Cibar, petite fille brillante et jolie, est sourde. Même en temps normal, elle a besoin d’une aide spécialisée. Depuis un peu plus d’un mois, elle vit dans le camp de réfugiés de Kawergosk au nord de l’Iraq, et fait partie des plus de 61 000 réfugiés syriens arrivés depuis mi-août, sur un total de 196 843 réfugiés syriens enregistrés.

Avant cela, le conflit l’empêchait d’aller à l’école.

Son histoire est malheureusement commune.

« Je veux être présidente de l’Iraq », affirme Adla, 15 ans. Elle vit également à Kawergosk. Elle non plus n’a pas fréquenté les salles de classe depuis deux ans.

Le grand frère d’Adla a été tué dans les conflits. La famille a franchi la frontière sans rien. Lorsque je lui ai parlé pour la première fois, ni elle ni ses sœurs n’avaient changé de vêtements depuis un mois.

Pourquoi, avec tout ce qui s’est passé, l’école a-t-elle tant d’importance ?

Adla se met à pleurer. « Parce que je veux aider ma mère et mon père », dit-elle, en essuyant ses larmes.

Mais Adla ne peut pas. Il n’existe pas d’école secondaire à Kawergosk.

Et il n’existe évidemment pas d’enseignement spécialisé pour Cibar.

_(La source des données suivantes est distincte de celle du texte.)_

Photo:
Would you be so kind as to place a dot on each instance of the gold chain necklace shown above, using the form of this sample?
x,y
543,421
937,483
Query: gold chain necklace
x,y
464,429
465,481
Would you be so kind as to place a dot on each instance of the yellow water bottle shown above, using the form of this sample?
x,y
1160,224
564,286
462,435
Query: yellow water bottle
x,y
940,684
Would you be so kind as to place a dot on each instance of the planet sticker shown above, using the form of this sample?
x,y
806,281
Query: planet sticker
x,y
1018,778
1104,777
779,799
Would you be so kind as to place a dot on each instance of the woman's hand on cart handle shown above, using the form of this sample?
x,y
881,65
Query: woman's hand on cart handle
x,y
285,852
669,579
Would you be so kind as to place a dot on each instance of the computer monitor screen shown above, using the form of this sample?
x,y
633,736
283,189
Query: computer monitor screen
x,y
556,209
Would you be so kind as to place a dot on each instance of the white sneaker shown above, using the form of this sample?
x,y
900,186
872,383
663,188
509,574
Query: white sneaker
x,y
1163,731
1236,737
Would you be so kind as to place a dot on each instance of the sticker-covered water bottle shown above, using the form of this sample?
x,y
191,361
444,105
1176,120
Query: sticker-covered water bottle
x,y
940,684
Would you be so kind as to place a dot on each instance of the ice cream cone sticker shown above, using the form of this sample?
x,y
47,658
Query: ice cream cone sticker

Le 11 octobre, la Journée internationale de la fille des Nations Unies était axée sur les filles dans le monde qui n’ont pas accès à l’éducation. On estime qu’environ 17 millions de filles n’auront jamais accès à la scolarité, et que des millions de filles de plus ne peuvent achever leur scolarité à cause de facteurs tels que les barrières culturelles, le harcèlement sexuel et, comme Adla et Cibar, les conséquences des situations d’urgence humanitaire.

L’UNICEF travaille avec le HCR et l’UNESCO afin de jauger l’ampleur de la fracture éducationnelle pour les Syriens qui vivent en Iraq, et les chiffres ne sont pas encourageants.

L’UNICEF a averti du risque d’une « génération perdue » si l’on ne faisait pas le maximum pour aider les enfants syriens.

Lorsque les filles sont exposées à un risque accru de travail des enfants, de mariage précoce et de violence, c’est le début d’une « génération perdue ». Parce que l’école ne se contente pas de les instruire, elle les protège également.

Mais qu’en est-il du long terme ? Quelles seront les conséquences si Cibar et Adla ne jouissent pas du droit que la plupart d’entre nous considérons comme acquis – réaliser ses ambitions, ou au moins avoir une chance d’essayer ? À quel prix, pour elles et pour nous, leur potentiel sera-t-il gâché ?

Il est usant de n’avoir rien à faire – et il n’y a vraiment rien à faire dans un camp de réfugiés.

Cibar traîne avec ses voisines. Elles ne connaissent pas la langue des signes, et elle ne peut pas parler.

Le principal passe-temps d’Adla est d’aller chercher de l’eau.

À l’âge où l’on doit pouvoir croire que tout est possible, la confrontation avec la situation opposée, d’une manière si extrême, est cruelle est injuste.